I'm not quite sure what you came back here for,'
he looked around at the wreckage, 'but you did for
whatever reason, and then you found the activated
device and took it with you. And now it's making
you kill people, and I think it has plans for all of
us? How am I doing, honey?'
He lit another cigarette. They were completely
apart from the world down here in the earth, and
it was hard to think of all those dead people, and
that mutilated man in her flat, and link them with
this fragile woman in front of him, whose smell he
could still remember. He thought of Captain Jack
Harkness's message.
Tell Suzie I'm coming for
her.
Well, this time round he wasn't doing what
Jack Harkness dictated. Whatever was going on
down here, it was between him and Suzie. He
was taking care of it. He didn't need Jack to get
involved.
She stared at him for a long moment. 'Did you
mean it when you said you loved me?' It was a
child's voice. As if, even in this situation, love was
the only thing that mattered.
'Yes, I did.' He looked into her dark eyes. T think
you're messed up and I don't know what is going on
in your head, but yes, I love you. I feel
right
with
you. I'm hoping we can get this situation sorted
and see if that's real.' He meant it, even though he
knew it was a lie. If they got out of here alive, then
Suzie had other crimes to answer for. There was
no way he was going to be able to whisk her away
into the sunset.
Her tears breaking free in streams down her
face, she sat down heavily beside him and rested
her head on his shoulder. 'Why couldn't I have met
you years ago?' she whispered. 'Before the glove.
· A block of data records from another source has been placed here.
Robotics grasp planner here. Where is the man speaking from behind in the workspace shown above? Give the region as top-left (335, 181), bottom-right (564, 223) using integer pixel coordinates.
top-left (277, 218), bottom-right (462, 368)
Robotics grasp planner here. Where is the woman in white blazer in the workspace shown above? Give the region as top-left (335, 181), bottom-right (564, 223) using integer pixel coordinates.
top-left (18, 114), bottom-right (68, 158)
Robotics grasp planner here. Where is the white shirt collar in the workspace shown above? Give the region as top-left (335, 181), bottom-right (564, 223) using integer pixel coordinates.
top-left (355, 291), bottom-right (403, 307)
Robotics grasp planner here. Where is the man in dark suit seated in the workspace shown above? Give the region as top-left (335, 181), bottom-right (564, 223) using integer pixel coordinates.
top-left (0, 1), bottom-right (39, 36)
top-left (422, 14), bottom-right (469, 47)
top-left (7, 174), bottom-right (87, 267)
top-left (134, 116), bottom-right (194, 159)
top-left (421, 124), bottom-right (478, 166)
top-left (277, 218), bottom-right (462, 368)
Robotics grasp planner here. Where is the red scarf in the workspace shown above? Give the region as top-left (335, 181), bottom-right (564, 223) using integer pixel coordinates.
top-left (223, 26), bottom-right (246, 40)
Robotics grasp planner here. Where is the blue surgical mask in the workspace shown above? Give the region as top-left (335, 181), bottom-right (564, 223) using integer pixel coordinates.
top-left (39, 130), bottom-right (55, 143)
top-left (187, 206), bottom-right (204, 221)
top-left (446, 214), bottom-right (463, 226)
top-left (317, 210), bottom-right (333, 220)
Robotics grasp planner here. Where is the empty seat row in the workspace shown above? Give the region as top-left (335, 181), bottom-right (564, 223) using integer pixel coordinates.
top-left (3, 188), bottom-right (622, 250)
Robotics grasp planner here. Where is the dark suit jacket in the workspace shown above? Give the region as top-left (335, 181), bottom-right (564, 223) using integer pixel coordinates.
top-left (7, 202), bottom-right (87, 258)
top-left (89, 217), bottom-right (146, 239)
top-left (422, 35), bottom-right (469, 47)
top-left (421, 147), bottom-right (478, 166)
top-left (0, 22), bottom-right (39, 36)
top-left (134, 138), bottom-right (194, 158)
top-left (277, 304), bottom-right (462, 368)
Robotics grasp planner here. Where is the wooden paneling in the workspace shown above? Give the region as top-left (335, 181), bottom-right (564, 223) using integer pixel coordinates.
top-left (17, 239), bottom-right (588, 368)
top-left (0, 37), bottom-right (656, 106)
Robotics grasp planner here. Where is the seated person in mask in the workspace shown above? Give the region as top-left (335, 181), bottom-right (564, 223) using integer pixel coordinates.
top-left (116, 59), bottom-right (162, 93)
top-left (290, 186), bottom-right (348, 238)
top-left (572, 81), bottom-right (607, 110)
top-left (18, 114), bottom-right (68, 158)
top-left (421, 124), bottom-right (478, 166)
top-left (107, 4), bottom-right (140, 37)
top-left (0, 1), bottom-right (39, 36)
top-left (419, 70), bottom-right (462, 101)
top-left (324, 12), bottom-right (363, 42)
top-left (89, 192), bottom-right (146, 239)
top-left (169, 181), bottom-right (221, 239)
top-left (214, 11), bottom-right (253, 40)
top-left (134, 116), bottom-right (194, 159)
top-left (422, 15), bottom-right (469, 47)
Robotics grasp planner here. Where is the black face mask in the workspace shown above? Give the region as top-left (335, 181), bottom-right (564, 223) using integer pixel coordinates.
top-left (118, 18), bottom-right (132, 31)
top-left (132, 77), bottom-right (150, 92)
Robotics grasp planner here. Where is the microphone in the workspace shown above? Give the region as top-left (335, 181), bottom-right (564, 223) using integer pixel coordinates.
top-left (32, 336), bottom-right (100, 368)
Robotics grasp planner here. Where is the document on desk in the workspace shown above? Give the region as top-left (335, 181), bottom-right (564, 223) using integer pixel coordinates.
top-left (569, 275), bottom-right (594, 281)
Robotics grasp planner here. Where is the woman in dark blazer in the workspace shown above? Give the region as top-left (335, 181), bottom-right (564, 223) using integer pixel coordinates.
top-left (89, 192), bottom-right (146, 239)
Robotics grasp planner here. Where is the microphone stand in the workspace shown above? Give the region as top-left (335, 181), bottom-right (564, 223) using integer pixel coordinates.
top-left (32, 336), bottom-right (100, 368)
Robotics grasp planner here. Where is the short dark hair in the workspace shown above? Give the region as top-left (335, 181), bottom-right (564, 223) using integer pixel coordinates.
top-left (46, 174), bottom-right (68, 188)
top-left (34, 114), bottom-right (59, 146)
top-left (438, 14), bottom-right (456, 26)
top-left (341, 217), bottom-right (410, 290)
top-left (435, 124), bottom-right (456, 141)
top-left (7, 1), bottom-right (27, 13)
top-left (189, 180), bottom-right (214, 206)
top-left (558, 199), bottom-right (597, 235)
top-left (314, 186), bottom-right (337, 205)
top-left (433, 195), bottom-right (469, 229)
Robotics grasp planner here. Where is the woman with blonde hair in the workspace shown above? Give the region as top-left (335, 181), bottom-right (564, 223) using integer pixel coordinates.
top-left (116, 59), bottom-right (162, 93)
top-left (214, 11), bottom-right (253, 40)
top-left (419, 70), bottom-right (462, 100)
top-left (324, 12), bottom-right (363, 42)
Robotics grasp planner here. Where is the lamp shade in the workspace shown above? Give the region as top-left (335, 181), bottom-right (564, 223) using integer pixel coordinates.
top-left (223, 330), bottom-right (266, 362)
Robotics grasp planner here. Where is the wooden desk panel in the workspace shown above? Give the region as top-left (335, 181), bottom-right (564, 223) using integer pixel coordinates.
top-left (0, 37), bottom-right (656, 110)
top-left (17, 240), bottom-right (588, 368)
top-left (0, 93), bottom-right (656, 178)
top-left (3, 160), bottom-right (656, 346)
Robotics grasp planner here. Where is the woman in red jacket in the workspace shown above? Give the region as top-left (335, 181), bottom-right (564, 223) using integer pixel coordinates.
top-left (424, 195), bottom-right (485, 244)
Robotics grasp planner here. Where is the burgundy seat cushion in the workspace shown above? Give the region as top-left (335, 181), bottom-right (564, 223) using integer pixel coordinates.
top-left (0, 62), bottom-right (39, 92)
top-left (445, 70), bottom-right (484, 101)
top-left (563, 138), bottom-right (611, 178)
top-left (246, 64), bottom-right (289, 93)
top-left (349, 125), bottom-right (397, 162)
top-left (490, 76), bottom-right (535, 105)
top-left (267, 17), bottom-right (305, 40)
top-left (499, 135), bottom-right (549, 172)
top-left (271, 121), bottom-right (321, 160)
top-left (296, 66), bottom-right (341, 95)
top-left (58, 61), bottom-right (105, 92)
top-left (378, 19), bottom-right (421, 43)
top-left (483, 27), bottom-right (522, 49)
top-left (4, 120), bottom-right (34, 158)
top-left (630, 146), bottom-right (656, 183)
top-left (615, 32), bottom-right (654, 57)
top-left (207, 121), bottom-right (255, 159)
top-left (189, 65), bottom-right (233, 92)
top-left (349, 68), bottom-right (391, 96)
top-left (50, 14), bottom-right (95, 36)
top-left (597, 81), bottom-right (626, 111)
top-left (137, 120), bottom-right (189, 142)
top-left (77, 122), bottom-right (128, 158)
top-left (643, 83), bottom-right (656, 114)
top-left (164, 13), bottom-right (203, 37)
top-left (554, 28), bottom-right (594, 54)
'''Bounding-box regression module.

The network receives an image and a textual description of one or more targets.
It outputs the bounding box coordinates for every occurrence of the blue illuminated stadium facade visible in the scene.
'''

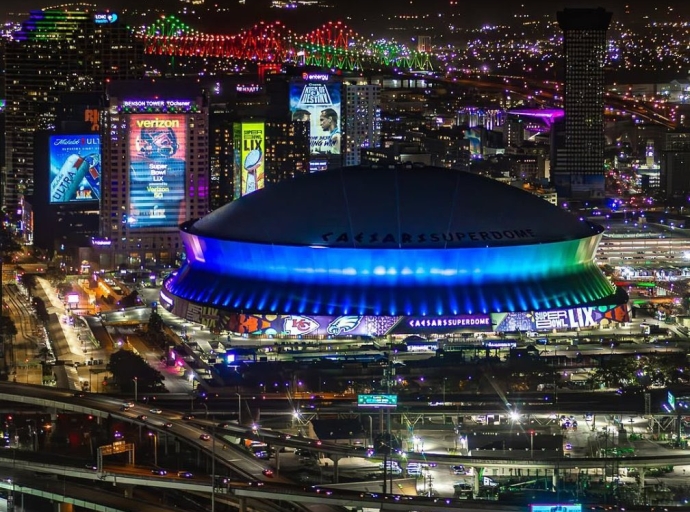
[161,167,626,333]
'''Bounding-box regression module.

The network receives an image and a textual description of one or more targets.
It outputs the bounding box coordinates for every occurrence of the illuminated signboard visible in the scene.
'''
[290,80,342,168]
[392,315,491,334]
[530,503,582,512]
[235,84,261,94]
[357,395,398,408]
[126,114,187,228]
[232,123,242,199]
[120,99,197,112]
[491,305,630,332]
[235,123,265,196]
[48,134,101,204]
[168,306,491,337]
[93,12,118,25]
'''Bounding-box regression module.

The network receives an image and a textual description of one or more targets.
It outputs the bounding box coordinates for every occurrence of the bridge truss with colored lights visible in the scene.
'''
[137,16,433,71]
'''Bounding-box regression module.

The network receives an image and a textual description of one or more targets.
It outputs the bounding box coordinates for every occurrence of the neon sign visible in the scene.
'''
[93,12,118,25]
[302,73,330,82]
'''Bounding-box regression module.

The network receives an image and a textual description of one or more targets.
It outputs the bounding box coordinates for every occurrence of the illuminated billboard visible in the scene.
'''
[126,114,187,228]
[162,298,491,337]
[530,503,582,512]
[290,78,342,167]
[491,304,630,332]
[235,122,264,196]
[357,395,398,408]
[48,134,101,204]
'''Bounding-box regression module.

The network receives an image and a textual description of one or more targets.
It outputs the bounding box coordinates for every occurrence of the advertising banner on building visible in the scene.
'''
[48,134,101,204]
[232,123,242,199]
[290,73,343,167]
[127,117,187,228]
[491,304,630,332]
[240,123,264,196]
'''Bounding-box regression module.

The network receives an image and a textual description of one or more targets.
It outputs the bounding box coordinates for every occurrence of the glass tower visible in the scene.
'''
[554,7,612,199]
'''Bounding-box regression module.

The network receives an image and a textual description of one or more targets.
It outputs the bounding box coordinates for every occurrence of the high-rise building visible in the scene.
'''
[660,128,690,198]
[554,7,612,199]
[2,10,144,225]
[343,79,381,166]
[96,80,209,268]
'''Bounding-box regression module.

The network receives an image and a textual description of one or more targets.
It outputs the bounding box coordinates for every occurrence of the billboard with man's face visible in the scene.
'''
[127,114,187,228]
[48,134,101,204]
[290,74,342,168]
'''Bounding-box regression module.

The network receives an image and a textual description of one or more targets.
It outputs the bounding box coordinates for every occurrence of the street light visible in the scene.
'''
[149,432,158,467]
[235,393,242,425]
[529,430,534,459]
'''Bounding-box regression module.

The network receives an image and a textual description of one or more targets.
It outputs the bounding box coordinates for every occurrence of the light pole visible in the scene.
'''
[149,432,158,467]
[235,393,242,425]
[529,430,534,459]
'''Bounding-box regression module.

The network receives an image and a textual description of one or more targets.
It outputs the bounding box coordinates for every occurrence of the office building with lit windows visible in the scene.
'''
[94,80,209,267]
[2,9,144,228]
[553,8,612,199]
[343,79,381,166]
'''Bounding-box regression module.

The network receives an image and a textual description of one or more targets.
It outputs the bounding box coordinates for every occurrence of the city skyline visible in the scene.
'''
[0,0,690,23]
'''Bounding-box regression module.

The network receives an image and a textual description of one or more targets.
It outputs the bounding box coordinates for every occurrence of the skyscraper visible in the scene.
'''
[2,10,144,225]
[554,7,612,199]
[97,80,209,267]
[343,79,381,166]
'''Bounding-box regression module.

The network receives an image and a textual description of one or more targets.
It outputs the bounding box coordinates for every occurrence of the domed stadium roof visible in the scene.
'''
[191,167,602,249]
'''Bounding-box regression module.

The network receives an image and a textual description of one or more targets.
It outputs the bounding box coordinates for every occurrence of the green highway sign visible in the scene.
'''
[357,395,398,407]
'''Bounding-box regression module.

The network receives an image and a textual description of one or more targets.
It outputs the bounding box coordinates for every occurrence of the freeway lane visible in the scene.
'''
[0,468,179,512]
[0,382,337,512]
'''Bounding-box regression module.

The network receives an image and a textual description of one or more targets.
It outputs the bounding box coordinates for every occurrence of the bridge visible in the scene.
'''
[0,383,690,510]
[135,15,433,71]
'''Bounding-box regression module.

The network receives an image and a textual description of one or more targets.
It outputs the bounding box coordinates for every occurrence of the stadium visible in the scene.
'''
[160,166,627,337]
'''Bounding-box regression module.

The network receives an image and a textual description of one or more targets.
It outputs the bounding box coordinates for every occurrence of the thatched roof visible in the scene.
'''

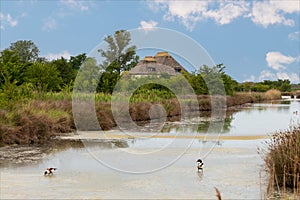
[129,52,186,76]
[154,51,171,57]
[142,56,156,63]
[154,52,186,72]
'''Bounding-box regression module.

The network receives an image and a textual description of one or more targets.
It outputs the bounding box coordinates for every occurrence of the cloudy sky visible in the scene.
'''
[0,0,300,83]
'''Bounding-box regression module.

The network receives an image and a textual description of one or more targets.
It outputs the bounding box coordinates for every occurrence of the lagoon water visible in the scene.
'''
[0,100,300,199]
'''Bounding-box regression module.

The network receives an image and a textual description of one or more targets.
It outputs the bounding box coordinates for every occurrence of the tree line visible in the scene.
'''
[0,30,291,107]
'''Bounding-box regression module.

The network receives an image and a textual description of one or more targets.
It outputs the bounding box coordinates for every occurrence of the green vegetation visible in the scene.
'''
[265,127,300,198]
[0,30,291,144]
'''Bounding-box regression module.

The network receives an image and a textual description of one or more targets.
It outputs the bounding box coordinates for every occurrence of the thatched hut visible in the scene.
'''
[129,56,176,76]
[154,51,186,73]
[129,52,186,76]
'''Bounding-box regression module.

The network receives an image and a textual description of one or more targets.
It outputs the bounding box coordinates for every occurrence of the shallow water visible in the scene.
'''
[0,101,300,199]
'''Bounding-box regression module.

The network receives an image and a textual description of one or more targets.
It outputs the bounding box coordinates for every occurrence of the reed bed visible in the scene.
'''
[265,126,300,199]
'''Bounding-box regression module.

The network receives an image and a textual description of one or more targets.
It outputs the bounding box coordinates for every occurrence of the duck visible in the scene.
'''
[44,167,57,176]
[197,159,204,172]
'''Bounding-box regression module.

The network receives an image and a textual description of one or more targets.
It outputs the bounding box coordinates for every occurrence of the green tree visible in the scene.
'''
[200,64,226,95]
[25,62,62,92]
[74,57,100,93]
[69,53,87,71]
[51,57,75,87]
[97,30,139,93]
[0,49,26,85]
[8,40,40,63]
[98,30,139,74]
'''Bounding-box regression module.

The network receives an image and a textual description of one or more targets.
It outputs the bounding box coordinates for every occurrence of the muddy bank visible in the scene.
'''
[0,93,278,146]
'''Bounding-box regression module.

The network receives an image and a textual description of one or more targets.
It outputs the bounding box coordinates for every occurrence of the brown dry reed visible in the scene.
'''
[265,127,300,197]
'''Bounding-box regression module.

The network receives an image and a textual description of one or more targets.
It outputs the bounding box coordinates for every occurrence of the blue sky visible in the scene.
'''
[0,0,300,83]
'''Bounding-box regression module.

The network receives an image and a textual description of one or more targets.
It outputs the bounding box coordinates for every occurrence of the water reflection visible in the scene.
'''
[162,100,300,135]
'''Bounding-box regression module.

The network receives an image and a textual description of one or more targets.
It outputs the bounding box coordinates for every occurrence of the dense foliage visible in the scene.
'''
[0,30,291,107]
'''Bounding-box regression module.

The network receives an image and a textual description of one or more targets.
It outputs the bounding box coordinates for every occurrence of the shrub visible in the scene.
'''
[265,127,300,194]
[264,89,281,100]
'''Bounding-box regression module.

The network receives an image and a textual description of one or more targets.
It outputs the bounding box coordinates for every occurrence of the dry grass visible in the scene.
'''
[0,90,279,145]
[265,127,300,197]
[0,101,74,145]
[263,89,281,100]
Before everything started to go wrong?'
'Life just doesn't work that way.'
She hiccupped a small laugh. 'I'm an expert on
life and death. Death especially. Not just killing
people. I've
been
there.' He wiped a tear from her
cheek. It was so warm, so alive, and she looked
so sweet. 'You don't understand,' she said, looking
away. 'I didn't come back down here. I
was
down
here.' The bitter tone made her voice deeper. 'I
was in this drawer in fact. Dead. Nothing. And
then suddenly I was alive again.'
'You were dead?' Cutler feigned surprise, but
his heart warmed. She was telling him the truth
and he couldn't help but feel happy about that,
even though he was aware of their minutes ticking
away and the need to get to the point.
'Twice.' She laughed again. 'God, it sounds so
ridiculous.' She sniffed loudly. 'I wish I'd stayed
dead.'
'I'm glad you didn't.'
She nestled in to him, the two of them like
ghosts in the gloom, as he smoked. 'The device
brought me back to life I think. When it activated.